For the affected customers, here are few things to consider:
- If you bulk exported BitLocker keys, do you know who all have the access? It’s a good idea to bulk rotate the keys after incident response is completed. One possible method is https://ourcloudnetwork.com/how-to-rotate-bitlocker-keys-with-microsoft-graph-powershell/
- If you used the local admin accounts to login for deleting the sys file, ensure you rotate them through LAPS or any other tool.
- If you are still resolving, Microsoft has a new recovery tool.
- Beware of the attempts by malicious attackers to cause further damage. CrowdStrike reported early such attempts by ecrime actors and the list of fake domains created after the July 19th incident.
- After you are done with the recovery and rested, check out the memes on this issue on Internet. Some of them are hilarious and quite enjoyable.
My salute to the IT and Security teams who toiled through the day and night to get services back up online. One such story is below
Conclusion
July 19, 2024 will go down in history as perhaps the biggest IT outage for a long time. The NotPetya attack in 2017 was considered to be the most devastating attack until now with more than $10 Billion in damages. By some estimates, it had impacted about 300K devices in 2300 organizations across 100 countries. The CrowdStrike issue was not a cyber attack but impacted 8.5 Million devices. The direct and indirect losses are unimaginable. Hopefully, someone will calculate that in future and I guess, it will beat the damages caused by NotPetya by a huge margin.
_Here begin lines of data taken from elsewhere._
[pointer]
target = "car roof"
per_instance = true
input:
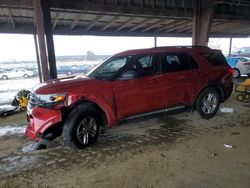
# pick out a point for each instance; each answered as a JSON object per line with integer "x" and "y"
{"x": 166, "y": 49}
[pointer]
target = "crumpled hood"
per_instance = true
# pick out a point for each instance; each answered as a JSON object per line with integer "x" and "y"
{"x": 63, "y": 84}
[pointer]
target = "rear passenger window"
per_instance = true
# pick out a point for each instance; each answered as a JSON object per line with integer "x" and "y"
{"x": 215, "y": 58}
{"x": 146, "y": 65}
{"x": 192, "y": 63}
{"x": 175, "y": 62}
I feel that this incident will shake up the industry and critical service providers such as Microsoft and CrowdStrike will have to come up with better and more resilient solutions and processes. This is not just a CrowdStrike issue. All EDR/XDR solutions have deep hooks into the operating systems, push out patches and updates frequently and are susceptible to similar incidents.
The industry must come together to find a better way forward. I am hopeful that we will learn the right lessons from this incident, and as post mortem continues, identify ways to plug the weaknesses.
In the age of AI, it was the human spirit that won. I saw various teams rising to the occasion and putting in their best to restore machines and services, prioritizing the critical ones and community members offering help to others. There was a lot of noise on social media, as expected and lots of incorrect information being passed on as expert conclusions, and lots of memes, which was great.